1Sweet Potatoes

Did you know that sweet potatoes have trumpet-shaped flowers? Absolutely perfect for the long, straw-like mouth-beaks of the mighty hummingbird.

2Raspberries

Though hummingbirds are quick and evasive little creatures, I managed to see one on an early spring morning have a good ole time in the raspberry patch. This is in year 4 of this particular food forest, mind you, so I’m wondering if the late start to the season and the lateness of the raspberry flowers is what put them into the path of the hummingbird. 
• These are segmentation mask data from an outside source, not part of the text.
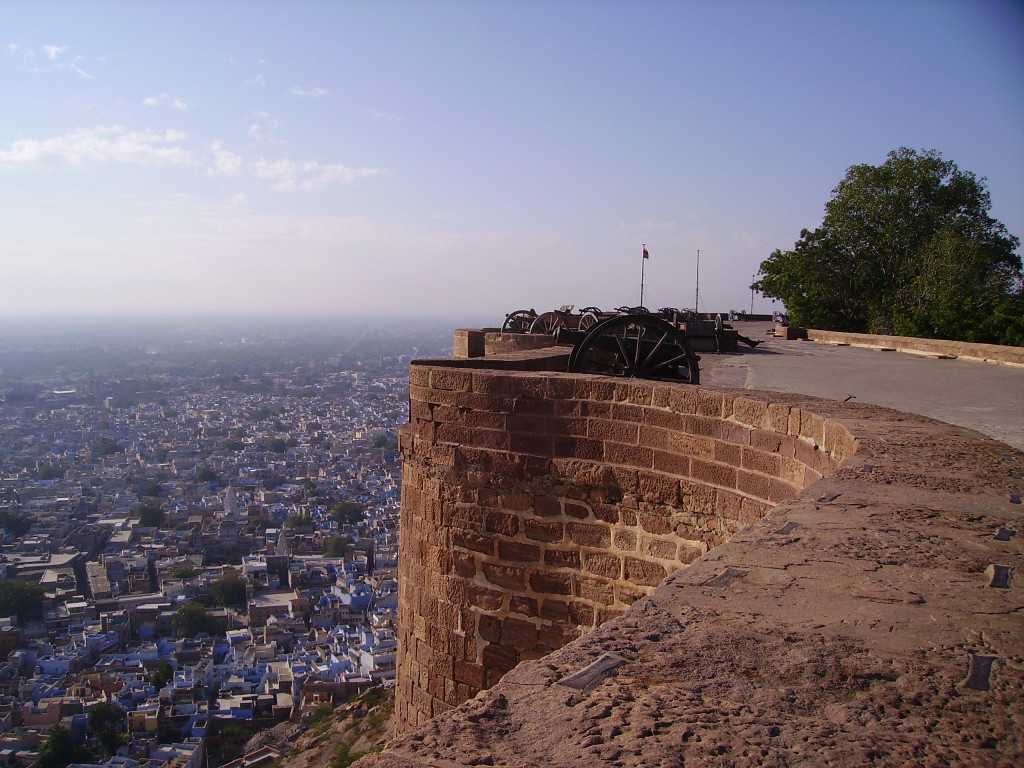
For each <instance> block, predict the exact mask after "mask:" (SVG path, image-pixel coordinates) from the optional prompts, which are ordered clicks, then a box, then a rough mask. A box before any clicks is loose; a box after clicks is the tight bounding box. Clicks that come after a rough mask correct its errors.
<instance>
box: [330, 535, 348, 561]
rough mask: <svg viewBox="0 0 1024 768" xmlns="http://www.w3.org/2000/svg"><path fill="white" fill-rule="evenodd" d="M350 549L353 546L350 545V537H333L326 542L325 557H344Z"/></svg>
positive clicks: (335, 536)
mask: <svg viewBox="0 0 1024 768" xmlns="http://www.w3.org/2000/svg"><path fill="white" fill-rule="evenodd" d="M350 549H351V545H350V544H349V543H348V537H344V536H332V537H328V540H327V541H326V542H324V556H325V557H344V556H345V555H346V554H348V552H349V550H350Z"/></svg>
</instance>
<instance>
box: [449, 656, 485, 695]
mask: <svg viewBox="0 0 1024 768" xmlns="http://www.w3.org/2000/svg"><path fill="white" fill-rule="evenodd" d="M455 679H456V681H457V682H460V683H464V684H466V685H468V686H469V687H470V688H476V689H477V690H480V689H482V688H483V680H484V677H483V668H482V667H481V666H479V665H476V664H469V663H467V662H460V660H458V659H456V663H455Z"/></svg>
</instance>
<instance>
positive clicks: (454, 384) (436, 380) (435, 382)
mask: <svg viewBox="0 0 1024 768" xmlns="http://www.w3.org/2000/svg"><path fill="white" fill-rule="evenodd" d="M430 386H431V387H432V388H433V389H454V390H456V391H459V392H468V391H470V389H472V387H473V376H472V374H471V373H469V372H468V371H459V370H457V369H453V368H435V369H433V370H432V371H431V372H430Z"/></svg>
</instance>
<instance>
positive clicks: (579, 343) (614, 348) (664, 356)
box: [568, 314, 700, 384]
mask: <svg viewBox="0 0 1024 768" xmlns="http://www.w3.org/2000/svg"><path fill="white" fill-rule="evenodd" d="M640 340H643V341H645V342H647V345H645V346H641V345H640V344H639V343H636V342H639V341H640ZM609 341H610V342H613V343H610V344H609ZM631 342H633V343H631ZM698 359H699V358H698V357H697V355H696V353H695V352H694V351H693V347H692V346H691V345H690V342H689V341H687V339H686V335H685V334H684V333H683V332H682V331H680V330H678V329H676V328H674V327H673V326H672V325H670V324H668V323H666V322H665V321H663V319H659V318H657V317H653V316H651V315H649V314H624V315H618V316H615V317H608V318H606V319H603V321H601V322H600V323H598V324H597V325H596V326H593V327H592V328H591V329H590V330H589V331H588V332H587V336H586V337H585V338H584V340H583V341H581V342H580V343H579V344H578V345H577V346H575V347H573V349H572V353H571V354H570V355H569V364H568V370H569V372H571V373H577V374H602V375H605V376H627V377H634V378H638V379H666V380H670V381H684V382H687V383H689V384H698V383H699V381H700V371H699V368H698V366H697V360H698Z"/></svg>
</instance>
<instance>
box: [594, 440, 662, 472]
mask: <svg viewBox="0 0 1024 768" xmlns="http://www.w3.org/2000/svg"><path fill="white" fill-rule="evenodd" d="M604 458H605V461H608V462H610V463H611V464H623V465H626V466H628V467H638V468H640V469H650V467H651V466H653V463H654V451H653V449H649V447H646V446H643V445H624V444H622V443H618V442H605V443H604Z"/></svg>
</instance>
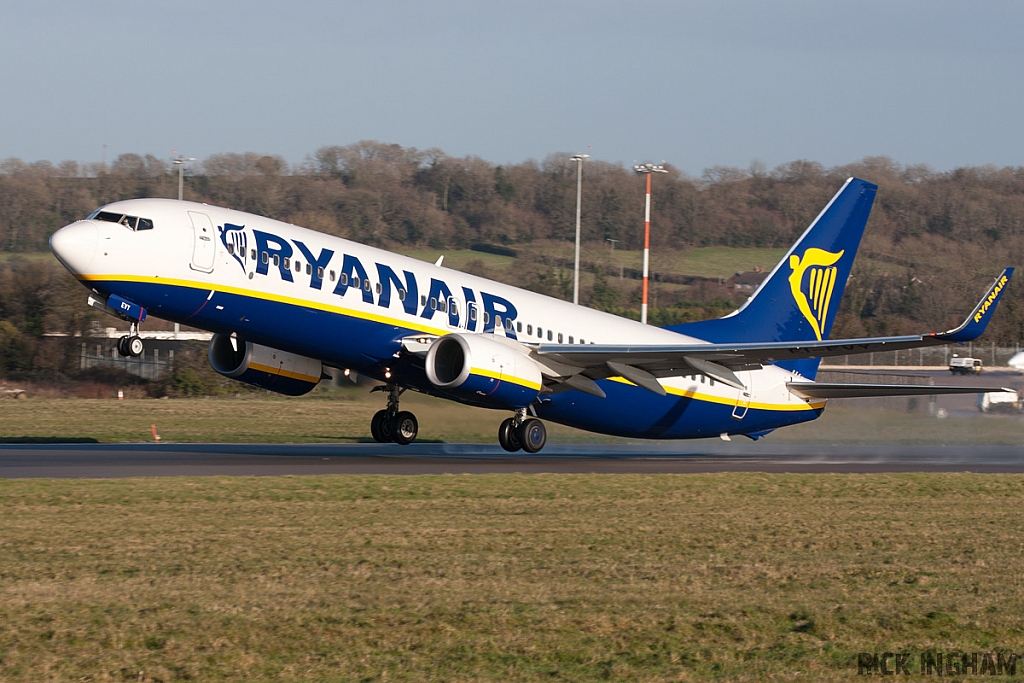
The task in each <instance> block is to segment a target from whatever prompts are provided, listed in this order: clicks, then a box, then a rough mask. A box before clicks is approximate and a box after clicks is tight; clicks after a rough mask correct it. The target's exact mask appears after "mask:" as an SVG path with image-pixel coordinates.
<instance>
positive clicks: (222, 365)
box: [209, 334, 324, 396]
mask: <svg viewBox="0 0 1024 683" xmlns="http://www.w3.org/2000/svg"><path fill="white" fill-rule="evenodd" d="M209 357H210V367H212V368H213V369H214V370H215V371H217V372H218V373H220V374H221V375H223V376H224V377H229V378H230V379H232V380H238V381H240V382H245V383H246V384H252V385H253V386H258V387H260V388H263V389H269V390H270V391H275V392H278V393H283V394H286V395H288V396H301V395H302V394H305V393H309V392H310V391H312V390H313V387H315V386H316V385H317V384H319V381H321V377H322V375H323V373H324V365H323V364H322V362H321V361H319V360H316V359H314V358H307V357H306V356H304V355H296V354H294V353H288V352H287V351H280V350H278V349H275V348H270V347H269V346H260V345H259V344H253V343H252V342H248V341H245V340H244V339H240V338H238V337H231V336H229V335H219V334H218V335H214V336H213V338H212V339H211V340H210V351H209Z"/></svg>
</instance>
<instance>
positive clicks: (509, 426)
mask: <svg viewBox="0 0 1024 683" xmlns="http://www.w3.org/2000/svg"><path fill="white" fill-rule="evenodd" d="M547 441H548V430H547V429H545V427H544V423H543V422H541V421H540V420H537V419H536V418H527V417H526V409H524V408H520V409H519V410H517V411H516V412H515V416H514V417H511V418H509V419H507V420H505V421H503V422H502V424H501V426H500V427H499V428H498V442H499V443H500V444H501V446H502V447H503V449H505V450H506V451H508V452H509V453H515V452H516V451H518V450H520V449H522V450H523V451H525V452H526V453H538V452H539V451H540V450H541V449H543V447H544V444H545V443H546V442H547Z"/></svg>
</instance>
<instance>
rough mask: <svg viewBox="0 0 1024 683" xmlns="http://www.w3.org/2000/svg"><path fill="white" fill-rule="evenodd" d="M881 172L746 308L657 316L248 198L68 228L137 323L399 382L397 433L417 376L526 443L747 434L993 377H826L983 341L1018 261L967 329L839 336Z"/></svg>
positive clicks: (155, 212)
mask: <svg viewBox="0 0 1024 683" xmlns="http://www.w3.org/2000/svg"><path fill="white" fill-rule="evenodd" d="M877 189H878V187H877V185H874V184H872V183H870V182H866V181H864V180H860V179H857V178H850V179H849V180H847V182H846V184H844V185H843V187H842V188H841V189H840V190H839V193H838V194H837V195H836V196H835V197H834V198H833V199H831V201H830V202H829V203H828V205H827V206H825V208H824V209H823V210H822V211H821V213H820V214H818V216H817V218H815V220H814V221H813V222H812V223H811V225H810V226H809V227H808V228H807V230H806V231H805V232H804V234H803V236H802V237H801V238H800V239H799V240H798V241H797V243H796V244H795V245H794V246H793V248H792V249H790V251H788V252H787V253H786V254H785V256H784V257H783V258H782V260H781V261H779V263H778V264H777V265H776V266H775V268H774V269H773V270H772V271H771V273H770V274H769V275H768V278H767V279H765V281H764V282H763V283H762V285H761V286H760V287H759V288H758V290H757V291H756V292H755V293H754V294H753V295H752V296H751V297H750V299H748V300H746V302H745V303H744V304H743V305H742V306H740V308H739V309H738V310H736V311H734V312H733V313H731V314H729V315H726V316H725V317H721V318H718V319H713V321H705V322H700V323H691V324H685V325H677V326H671V327H669V328H655V327H651V326H646V325H642V324H640V323H637V322H635V321H629V319H625V318H622V317H617V316H615V315H612V314H610V313H605V312H602V311H597V310H593V309H591V308H586V307H583V306H577V305H573V304H571V303H568V302H565V301H562V300H559V299H554V298H551V297H547V296H543V295H540V294H536V293H532V292H528V291H525V290H522V289H518V288H515V287H512V286H509V285H505V284H502V283H497V282H494V281H489V280H486V279H483V278H477V276H474V275H470V274H467V273H464V272H460V271H456V270H451V269H449V268H444V267H440V265H439V262H438V264H436V265H432V264H429V263H426V262H423V261H418V260H415V259H412V258H408V257H404V256H400V255H397V254H393V253H390V252H387V251H384V250H380V249H375V248H372V247H367V246H365V245H359V244H356V243H353V242H350V241H347V240H342V239H340V238H335V237H331V236H327V234H323V233H319V232H314V231H312V230H307V229H304V228H301V227H297V226H295V225H290V224H287V223H283V222H279V221H275V220H271V219H269V218H264V217H260V216H255V215H252V214H246V213H242V212H239V211H231V210H228V209H221V208H216V207H211V206H207V205H204V204H195V203H190V202H177V201H173V200H128V201H124V202H115V203H113V204H109V205H106V206H104V207H101V208H100V209H97V210H96V211H94V212H93V213H92V214H90V215H89V216H88V217H87V218H86V219H85V220H81V221H77V222H75V223H72V224H71V225H68V226H66V227H62V228H60V229H59V230H57V231H56V232H54V234H53V237H52V238H51V239H50V247H51V249H52V251H53V253H54V254H55V255H56V257H57V258H58V259H59V260H60V262H61V263H62V264H63V265H65V267H67V268H68V269H69V270H70V271H71V272H72V273H73V274H74V275H75V276H76V278H78V280H79V281H80V282H82V284H83V285H85V286H86V287H87V288H89V289H90V290H91V294H90V296H89V303H90V304H91V305H94V306H97V307H100V308H103V309H104V310H106V311H108V312H111V313H113V314H116V315H118V316H120V317H122V318H124V319H126V321H128V322H129V323H130V326H131V327H130V334H129V335H128V336H126V337H125V338H123V339H122V341H121V343H120V344H119V347H120V350H121V352H122V353H123V354H125V355H138V354H139V353H141V352H142V341H141V339H139V338H138V335H137V331H138V326H139V325H140V324H141V323H142V322H143V321H144V319H145V316H146V315H147V313H148V312H153V313H154V314H156V315H158V316H160V317H162V318H165V319H168V321H172V322H175V323H182V324H186V325H190V326H194V327H197V328H201V329H204V330H208V331H210V332H213V333H214V337H213V339H212V341H211V342H210V350H209V357H210V364H211V365H212V367H213V368H214V370H216V371H217V372H219V373H221V374H222V375H225V376H227V377H230V378H233V379H238V380H240V381H242V382H247V383H250V384H254V385H256V386H260V387H263V388H266V389H270V390H272V391H276V392H280V393H285V394H290V395H300V394H303V393H306V392H308V391H310V390H311V389H312V388H313V387H314V386H316V384H317V383H318V382H319V381H321V379H322V378H323V377H326V376H327V375H326V374H325V372H324V369H325V367H331V368H338V369H343V370H344V372H345V374H346V375H350V376H351V375H357V376H362V377H368V378H372V379H375V380H378V381H380V382H381V383H383V385H384V386H383V387H382V388H383V389H384V390H385V393H386V397H387V403H386V407H385V408H384V409H382V410H381V411H379V412H378V413H377V414H376V415H375V416H374V419H373V421H372V423H371V433H372V434H373V436H374V438H375V439H376V440H378V441H382V442H385V441H394V442H397V443H409V442H411V441H412V440H414V439H415V438H416V435H417V432H418V429H419V426H418V423H417V420H416V417H415V416H414V415H413V414H412V413H409V412H406V411H401V410H400V407H399V397H400V394H401V392H402V391H404V390H407V389H413V390H415V391H420V392H423V393H428V394H431V395H435V396H440V397H442V398H447V399H451V400H456V401H459V402H463V403H468V404H471V405H478V407H483V408H489V409H496V410H502V411H506V412H508V413H510V414H511V416H510V417H509V418H507V419H506V420H505V421H504V422H502V424H501V427H500V428H499V434H498V437H499V442H500V443H501V444H502V446H503V447H504V449H506V450H507V451H510V452H514V451H518V450H520V449H522V450H524V451H526V452H527V453H537V452H539V451H540V450H541V449H542V447H543V446H544V444H545V441H546V438H547V435H546V429H545V426H544V423H543V422H542V420H543V419H546V420H551V421H554V422H558V423H561V424H566V425H570V426H573V427H579V428H582V429H586V430H589V431H594V432H600V433H604V434H612V435H618V436H631V437H643V438H659V439H681V438H698V437H708V436H720V435H721V436H723V437H724V436H727V435H730V434H743V435H746V436H750V437H752V438H759V437H761V436H764V435H765V434H767V433H768V432H770V431H772V430H773V429H776V428H778V427H782V426H786V425H792V424H798V423H801V422H807V421H809V420H813V419H815V418H817V417H818V416H819V415H821V413H822V411H823V410H824V407H825V401H826V399H828V398H840V397H856V396H893V395H930V394H939V393H974V392H987V391H992V388H991V387H965V386H928V385H921V386H914V385H899V386H887V385H877V384H837V383H821V382H815V381H814V378H815V375H816V374H817V369H818V365H819V362H820V359H821V358H822V357H827V356H836V355H845V354H848V353H867V352H871V351H893V350H899V349H907V348H918V347H923V346H932V345H938V344H946V343H950V342H966V341H970V340H973V339H976V338H977V337H978V336H979V335H981V334H982V333H983V332H984V330H985V328H986V327H987V325H988V323H989V321H990V319H991V316H992V314H993V312H994V311H995V307H996V305H997V304H998V301H999V298H1000V297H1001V295H1002V293H1004V290H1005V288H1006V286H1007V284H1008V283H1009V281H1010V279H1011V276H1012V275H1013V268H1007V269H1006V270H1004V271H1002V273H1000V274H999V276H998V278H996V280H995V282H994V284H993V285H992V286H991V287H990V288H989V289H988V290H987V291H986V293H985V295H984V297H982V299H981V301H980V302H979V303H978V305H977V306H976V307H975V309H974V310H973V311H972V313H971V314H970V315H969V316H968V317H967V319H965V322H964V324H963V325H961V326H959V327H957V328H956V329H954V330H950V331H948V332H943V333H927V334H921V335H908V336H899V337H877V338H864V339H843V340H829V338H828V337H829V332H830V330H831V327H833V323H834V322H835V318H836V311H837V310H838V308H839V304H840V300H841V299H842V296H843V292H844V290H845V288H846V283H847V280H848V278H849V275H850V270H851V268H852V266H853V261H854V257H855V255H856V253H857V248H858V247H859V245H860V240H861V237H862V234H863V230H864V225H865V224H866V222H867V216H868V214H869V213H870V209H871V205H872V203H873V201H874V195H876V191H877Z"/></svg>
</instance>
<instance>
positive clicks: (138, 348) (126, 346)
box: [125, 335, 145, 358]
mask: <svg viewBox="0 0 1024 683" xmlns="http://www.w3.org/2000/svg"><path fill="white" fill-rule="evenodd" d="M125 347H126V348H127V349H128V355H130V356H131V357H133V358H137V357H138V356H140V355H142V351H144V350H145V344H143V343H142V338H141V337H139V336H137V335H136V336H134V337H129V338H128V342H127V343H126V344H125Z"/></svg>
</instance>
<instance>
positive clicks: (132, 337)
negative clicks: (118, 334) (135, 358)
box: [118, 323, 145, 358]
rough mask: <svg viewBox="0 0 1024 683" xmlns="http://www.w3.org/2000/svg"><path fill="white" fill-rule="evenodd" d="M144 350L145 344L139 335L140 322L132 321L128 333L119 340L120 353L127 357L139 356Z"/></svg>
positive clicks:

It would probably be a good idea to plant June-bearing raspberry varieties along with everbearing or spring and fall-bearing varities to hedge your bet, develop your raspberry collection, increase pollination, and swim in an abundance of fresh fruit. 

3Pineapple Sage

The leafy groundcover with its delicious pineapple scent that can be used to make healthy teas? Oh yeah, the hummingbirds love that. The red flowers are bright and beautiful and serve well to attract hummingbirds to this easy to grow tender perennial. In order to properly naturalize the pineapple sage in a permaculture-y, cottagecore way, you’ll need to zone push it by adding some evergreens to support it or by using other zone pushing methods such as adding a duck or fish pond.

4Hostas

When you need to fill in those shady spots with a tough perennial that helps to feed and support wildlife, hostas are going to do the job and do it beautifully. Because hostas come in so many varieties, adding a collection of them will not only make your food forest more aesthetically pleasing, but feed more hummingbirds, among other, less savory pollinators. 

Not all hosta flowers are created equal when it comes to having the power to attract the lovely hummingbird, you’ll still want to aim for more sweetly scented hostas to feed as many hummingbirds as possible.